Measuring tape/Graduated pole

Crop height is measured at every visit. Measuring tape or graduated pole is used depending on the crop species and the developmental stage. For example, certain sorghum species in West Africa can grow up to 6 m at maturity stage. At this stage it may be necessary to use a graduated pole. On the other hand, a measuring tape can be used at the early developmental stage or for crops such as rice or cotton.


Figure 6.3. Left: measuring tape (source: Right: graduated rod for measuring crop height (source: STARS ISABELA team)

Plant height is recorded by holding the pole close to the stem of the crop. The height should be measured from the ground level or from the collar (point on the stem where roots start to grow), to the leave base of the highest fully expanded leaf. For cotton and peanuts, only the main stem is considered. For cereals, after ear/panicle emergence (just before the start of the reproductive stage), plant height corresponds to the height of the highest panicle (at the basis of the panicle), instead of the height of the highest fully expanded leaf. Plant height should be recorded until full flowering, when plant height no longer changes.

AccuPAR LP 80 Ceptometer

The AccuPAR LP-80 (Decagon Devices Inc.) is a portable sensor for deriving leaf area index (LAI) of plant or forest canopy (Francone et al., 2014; Mathews and Jensen, 2013). The device measures canopy photo-synthetically active radiation (PAR) interception and calculates leaf area index (LAI) non-destructively at any location within the canopy (see here). The device has an external sensor which enables simultaneous above and below canopy PAR measurements.
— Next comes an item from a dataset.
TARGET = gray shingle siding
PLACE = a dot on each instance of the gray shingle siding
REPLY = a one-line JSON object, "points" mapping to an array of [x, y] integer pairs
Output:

Usage of the external sensor together with the AccuPAR produces accurate PAR and LAI data in a variety of sky conditions (e.g., clear, partly cloudy or overcast).

PAR represents the acceptable wavelength range of solar radiation (400 to 700 nanometres) that photosynthetic organisms are able to use in the process of photosynthesis. PAR can, thus, be considered as the amount of light available for photosynthesis. PAR is lowest at night and peaks at mid-day. Since a very dense canopy will absorb more light than one which is sparse, a relationship between light interception and LAI can be assumed (note that leaves are the medium through which light is attenuated). The calculation of LAI from PAR is based on this relationship.


Figure 6.4. Left: an AccuPAR device (source: Right: use of the AccuPAR device on a millet field in Mali (source: STARS ISABELA team).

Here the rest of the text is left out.